Shake everything - except ginger beer - with ice cubes. Stir in ginger beer. Pour unstrained into a double old fashioned glass (I used my double old fashioned mai tai glass I bought at the fabulous Foundation Bar in Milwaukee). Garnish with an orange slice and mint sprig.

My version, cobbled together from the three above books:


1.00 oz. London dry gin (I used Bombay Sapphire)
1.00 oz. brandy (I used Pierre Duchene Napoleon V.S.O.P. which I got for cheap at Trader Joe's)
4.00 oz. fancy ginger ale
0.50 oz. fresh lime juice
0.25 oz. Demerara sugar syrup
2 dashes Angustura bitters

Same method as above. I garnished with an orange wheel, three pineapple leaves, speared with a home made maraschino cherry. My one misstep that keeps my version from being the same as Cate's in Smugger's is I used ginger ale instead of ginger beer. So it goes. Nevertheless, the result was fabulous.


Refreshing, yet with a small kick from the brandy, this cocktail goes down easily. The bitters and the nose from my homemade maraschino cherry lend a hint of spiciness to the cocktail which is amplified by the ginger.

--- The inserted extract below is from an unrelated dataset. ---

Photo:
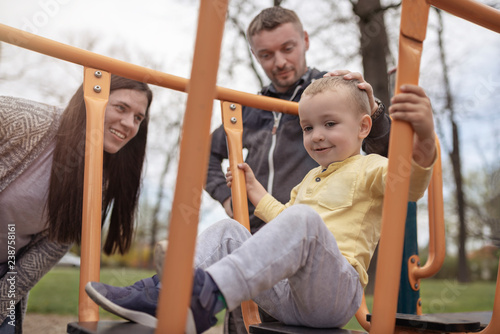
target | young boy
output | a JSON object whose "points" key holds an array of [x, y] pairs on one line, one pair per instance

Surely, had I used ginger beer, the result would have been even better. This is without a doubt one of my favorites out of 21 cocktails I've made over the last 21 weeks. Perhaps it's because fall is just on the horizon, but I find myself being drawn more towards this type of tiki drink lately - more dry, more spicy, less sweet. At Foundation in Milwaukee - easily one of the best tiki bars I've ever been to - I had their "Martinique" cocktail - rhum agricole, lemon, grapefruit juice, falernum, Chartreuse, and anise - and it was my favorite drink of the night. I need to cobble together some dough to buy a bottle of Chartreuse to try to recreate it. Anyway - the Martinique's flavor profile was more on the spicy, dry side, than sweet. And it was wonderful!

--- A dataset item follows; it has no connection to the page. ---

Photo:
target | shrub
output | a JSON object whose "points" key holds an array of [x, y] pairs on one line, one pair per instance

As I mixed up this drink, I put on an LP I recently bought used at Vintage Vinyl in Evanston, IL - Ellis In Wonderland by Ray Ellis and his Orchestra. I admit without embarrassment that I bought this solely on the merit of it's cover. As it turned out, it's a really pleasant 1950s instrumental - some would derisively call it "elevator music" - but I love it. You can check it out, of course, on YouTube:


Cheers and thanks for reading!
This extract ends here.